Flat-Earther ‘Mad’ Mike Hughes Seeks To Prove Science Wrong With Home Made Rocket

EUR This N That | Urban Black News Blog

Human beings have been doing brilliant and foolish things for millennia. As surely as we exist, someone will be doing something that causes us to take pause, scratch our heads, and question the cosmic truth that, somehow, we’re at the top of the evolutionary ladder. The leading species in cognitive ability, self-actualization, and universal consciousness. Heavy lies the crown, as they say. So heavy lieth the crown that, perhaps, the sheer weight has befuddled our wits and caused some to combat scientific facts laid down by human brilliance both past and present.

Enter the flat-earther. Proven false by Copernicus, Galileo, and the likes of astronomers persecuted and killed because of their scientific acumen, they led humanity out of our long-standing celestial ignorance by proving that the earth is round and that it revolves around the sun. But, you learned that in fifth grade.

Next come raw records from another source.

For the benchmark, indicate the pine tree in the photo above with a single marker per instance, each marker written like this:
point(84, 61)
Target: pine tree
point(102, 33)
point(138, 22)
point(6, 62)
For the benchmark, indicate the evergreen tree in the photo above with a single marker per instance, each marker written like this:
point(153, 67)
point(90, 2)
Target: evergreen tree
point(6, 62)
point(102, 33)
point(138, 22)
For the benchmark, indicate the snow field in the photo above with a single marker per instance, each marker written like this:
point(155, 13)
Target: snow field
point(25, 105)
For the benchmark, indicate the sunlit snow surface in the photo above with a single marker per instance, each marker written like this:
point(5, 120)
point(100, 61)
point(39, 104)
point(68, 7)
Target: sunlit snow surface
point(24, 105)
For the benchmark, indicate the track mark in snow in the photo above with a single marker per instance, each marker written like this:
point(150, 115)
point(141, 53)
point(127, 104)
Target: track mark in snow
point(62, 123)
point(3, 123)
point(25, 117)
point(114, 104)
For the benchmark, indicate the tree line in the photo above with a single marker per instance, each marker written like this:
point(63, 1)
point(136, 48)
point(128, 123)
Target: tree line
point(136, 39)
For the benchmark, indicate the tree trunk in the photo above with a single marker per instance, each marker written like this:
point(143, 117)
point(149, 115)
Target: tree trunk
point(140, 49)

Meet “Mad” Mike Hughes. Mike believes that the earth is flat and it’s been his mission to prove it to the world. How, you ask? By building his own rocket and launching himself into the atmosphere to see it for himself, triumphantly land, and tell the citizens of our flat earth “I told you so!” About 1.6 million people around the world die in car accidents every year, but the statistics on home-made rocket fatalities is decidedly inconclusive. Concerned scientists and fascinated onlookers assumed that Mad Mike would soon be part of an unfortunately newfound statistic. This didn’t deter him one bit.

You’ve probably gathered that Mad Mike isn’t a scientist, nor an engineer. Just a 61-year-old cosmically curious limousine driver (soon to be rocket pilot). “Do I believe the Earth is shaped like a Frisbee? I believe it is. Do I know for sure? No. That’s why I want to go up in space.” Scientific inquiry breeds discovery, so he went for it. Over 50% of U.S. made products require welding. Mad Mike’s rocket was no exception, having dismantled and repurposed a mobile home, he fashioned a crude metal conglomeration that looks like a rocket. We have to applaud his panache and creative engineering.

He was also angry that people doubted him, so this past Saturday he ripped into the sky at 350 MPH, traveling almost 2,000 feet above the desert before having to pull two parachutes which alighted him not-so-gently to the earth in what NPR, dripping with sarcasm, calls “the exact same gravitational forces that give planets — including Earth — their spherical shape.”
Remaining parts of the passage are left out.